- Kernel Upgrade to a more stable Armbian base image
- Bug Fix: NOPASSWD property is now cleared from the ronindojo user after first time boot installation procedure is complete (previously only affected 2.1.0 new installs)
- Enhanced Release Candidate process
While developing the features and improvements we had scheduled for 2.2.0 (which are significant), we got reports of a nasty bug that we needed to squash. We put 2.2.0 on hold and immediately implemented the fix for a bug that affect 2.1.0 new installs. This bug allowed incorrect passwords to sign into the UI. While there is very limited operations the UI can do, and the SSH was still secure and requiring the appropriate password, it was our top priority.
Things quickly turned as we had a growing issue with the Linux Kernel bug written here. We didn't want to push the fix till we had a good grasp of the kernel issue and a usable new image. This post will cover why and how the UI and Kernel bug came to our attention and what our immediate actions were.
OS Migration Refactoring Woes
The codebase started off with being built for having a Manjaro based image. Though this lasted for quite some time, we were increasingly forced to endure dealing with breaking changes in Manjaro and decided to switch to an OS more prevalent (ubiquitous even) for ARM based SBCs: Armbian. In the migration to an Armbian based image, we focussed on two things: our RoninOS image build scripts making an Armbian based image, and RoninDojo calling on the software present on Armbian where previously it depended on Manjaro. We decided all other things to stay equal, introducing as few changes as we could and making sure we wouldn't introduce anything that would unexpectedly work differently or even break. To this point we have turned out successful and can stand tall looking back on it.
Once that was release was made public, we could start working on cleaning things up. Some portion of the code was rendered outdated, so we started reducing the complexity of where it was most obviously needed: the image build script and first time boot initialization procedure (we call it "first time init"). In refactoring this code, we worked with the assumption that it was only the Manjaro image build procedure that needed the RoninDojo user to be set to a "passwordless sudo access" mode. This mode allows for using sudo calls as a user without having to enter a password, which is normal for installation procedures that are meant to run without user interaction, such as RoninOS setting itself up for use the first time you boot it. After this refactoring was released in 2.1.0, we made an error with this assumption, leaving this mode active after the first time init. Well, to be honest, two errors in consequential conjunction actually.

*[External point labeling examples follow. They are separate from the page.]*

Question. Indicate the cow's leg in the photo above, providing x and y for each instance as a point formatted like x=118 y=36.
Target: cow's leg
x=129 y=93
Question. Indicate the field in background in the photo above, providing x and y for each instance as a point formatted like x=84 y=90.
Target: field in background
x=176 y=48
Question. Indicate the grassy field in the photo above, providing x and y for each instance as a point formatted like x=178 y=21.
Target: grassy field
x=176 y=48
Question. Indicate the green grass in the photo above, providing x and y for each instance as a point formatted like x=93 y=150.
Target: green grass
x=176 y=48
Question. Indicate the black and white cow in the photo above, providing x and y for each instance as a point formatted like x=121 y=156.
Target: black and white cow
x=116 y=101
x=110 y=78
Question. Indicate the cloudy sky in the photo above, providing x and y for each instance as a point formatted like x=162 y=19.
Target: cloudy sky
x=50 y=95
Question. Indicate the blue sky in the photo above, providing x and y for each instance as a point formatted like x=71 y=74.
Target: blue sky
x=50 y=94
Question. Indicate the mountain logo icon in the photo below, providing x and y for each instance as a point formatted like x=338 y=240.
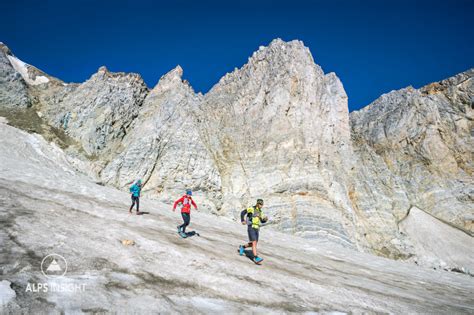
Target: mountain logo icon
x=53 y=266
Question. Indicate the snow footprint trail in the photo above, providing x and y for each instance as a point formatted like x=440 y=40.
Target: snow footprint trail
x=44 y=209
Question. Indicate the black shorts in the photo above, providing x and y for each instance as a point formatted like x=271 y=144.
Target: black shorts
x=253 y=234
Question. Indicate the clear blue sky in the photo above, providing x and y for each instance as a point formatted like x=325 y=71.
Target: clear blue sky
x=373 y=46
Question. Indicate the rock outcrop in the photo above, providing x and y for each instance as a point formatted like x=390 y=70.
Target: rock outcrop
x=46 y=208
x=278 y=128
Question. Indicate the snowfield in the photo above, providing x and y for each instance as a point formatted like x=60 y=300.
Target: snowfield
x=47 y=206
x=22 y=68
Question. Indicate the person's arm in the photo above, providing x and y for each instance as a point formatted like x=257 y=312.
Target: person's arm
x=242 y=216
x=176 y=202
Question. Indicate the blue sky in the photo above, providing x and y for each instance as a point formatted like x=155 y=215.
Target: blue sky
x=373 y=46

In the sequence of events that happens in the code, from image building all the way to a completion of the first time init, there were two moments where the aforementioned mode would be set and then later unset. Our first error was not removing all of that code. The very first event of setting it during image building, had remained despite our effort to remove all of it. Had we removed it, we would've found out that the Armbian based build procedure still requires it, just like the Manjaro one.
Our second error was the assumption that the first time init didn't need it, since the system unit file (which kicks off our first time init) instructs the installation to be executed as "Admin". We were mistaken since we saw that "it still worked" after having thought we removed the setting/unsetting completely. As a result, we were none the wiser that this "Admin" setting merely implies running the installation as a user that's present in the sudoers file, not that it "magically" fixes the demands made by sudo usage.

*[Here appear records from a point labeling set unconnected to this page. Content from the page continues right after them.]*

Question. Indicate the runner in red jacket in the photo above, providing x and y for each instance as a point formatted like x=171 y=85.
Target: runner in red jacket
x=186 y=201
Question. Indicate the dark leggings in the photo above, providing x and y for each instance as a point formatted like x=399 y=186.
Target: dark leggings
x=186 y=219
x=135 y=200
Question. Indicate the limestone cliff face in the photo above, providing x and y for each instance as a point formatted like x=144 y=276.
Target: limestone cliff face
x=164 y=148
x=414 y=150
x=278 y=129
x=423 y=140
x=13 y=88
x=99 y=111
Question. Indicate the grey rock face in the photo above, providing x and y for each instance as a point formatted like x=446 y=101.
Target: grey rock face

As soon we found out about it, we scrambled to find the cause and quickly figured out the problem was not present in the last release before the one we had just released. With that piece of knowledge, it didn't take long before we would see in the 2.1.0 change-set specifically how the bug occurring in the new sequence of events required the mode to have been set from the start. So we investigated the need for it being there in the first place, and saw that the first time init depended on it for the many sudo calls it makes. We also noticed it would take a far bigger task of refactoring so that the first time init would no longer require it (assuming that's even possible). The fix for now is a simple one: keep the mode active until it is needed no more, which as before means unsetting it at the end of first time init.

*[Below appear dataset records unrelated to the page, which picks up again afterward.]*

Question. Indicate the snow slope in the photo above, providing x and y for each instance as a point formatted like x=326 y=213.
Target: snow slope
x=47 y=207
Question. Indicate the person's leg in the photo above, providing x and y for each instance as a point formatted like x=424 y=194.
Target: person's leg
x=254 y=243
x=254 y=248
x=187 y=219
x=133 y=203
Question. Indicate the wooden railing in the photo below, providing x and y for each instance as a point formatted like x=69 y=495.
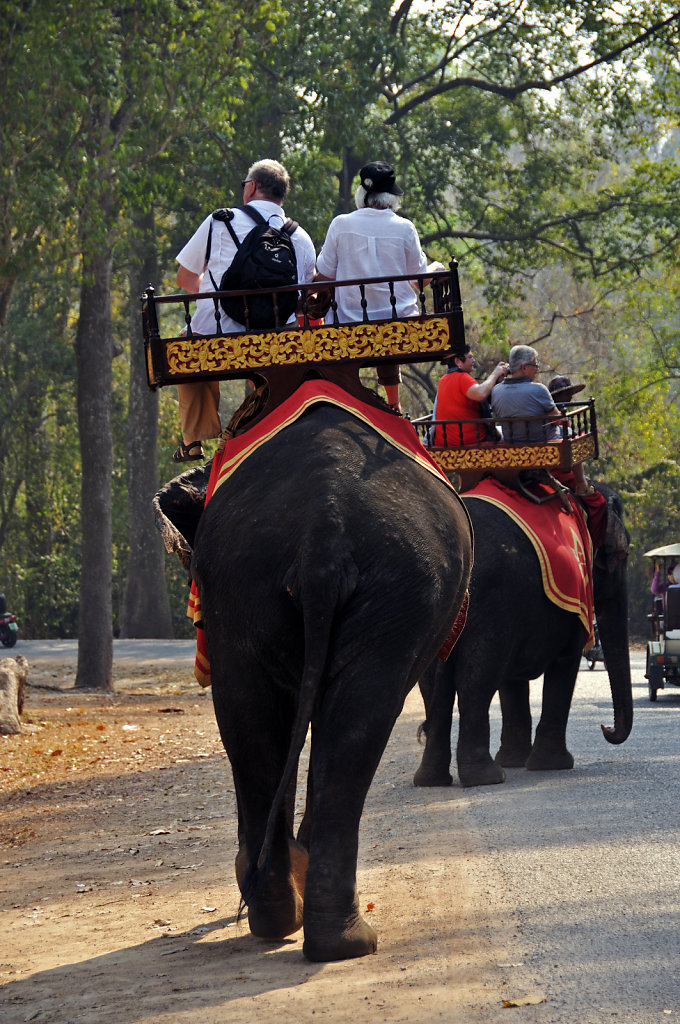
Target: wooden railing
x=176 y=356
x=513 y=443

In light of recent events we've taken a look at how we guarantee the stability of the software we release. Specifically RoninOS came into view given we had a grievance with our own release procedure.
Our internal QA method for acceptance testing is predicated on building a RoninOS image for testing that pulls in a specific RoninDojo release branch. When booting RoninOS for the first time, an embedded shellscript file is called to set up the system with a RoninDojo installation. This file has a hardcoded reference for which branch of RoninDojo to pull in. For testing a release, we make a release branch off of the development branch, and append commits like updating the CHANGELOG and fixes for any bugs we find during testing. The testing image would pull in this specific branch and so, any changes we push to the release branch can be tested immediately by our QA without having to wait for a new image to be built by the devs.
This implies that this image cannot be the thing that is released to the public, as otherwise the public would install a codebase that isn't from the master branch. To build an image for the public release, we'd first have to wait for the acceptance tests to be completed so we're sure we don't need more fixes first in RoninOS, and then we build the image that will pull RoninDojo based off the master branch.
This had the unintended (but well understood) consequence that there's time between the builds of the test image and the release image. Given this method, we've had to deal with the fact that packages may have had newer versions released in between these two moments in time, meaning our release image isn't fully the same as what we've tested. We've dealt with this by trying to keep the testing rounds short so it should be not that significant in impact. On top of that we manually assess the difference in versions of the installed package listed between the test and release images, in case anything pops out as an obvious risk.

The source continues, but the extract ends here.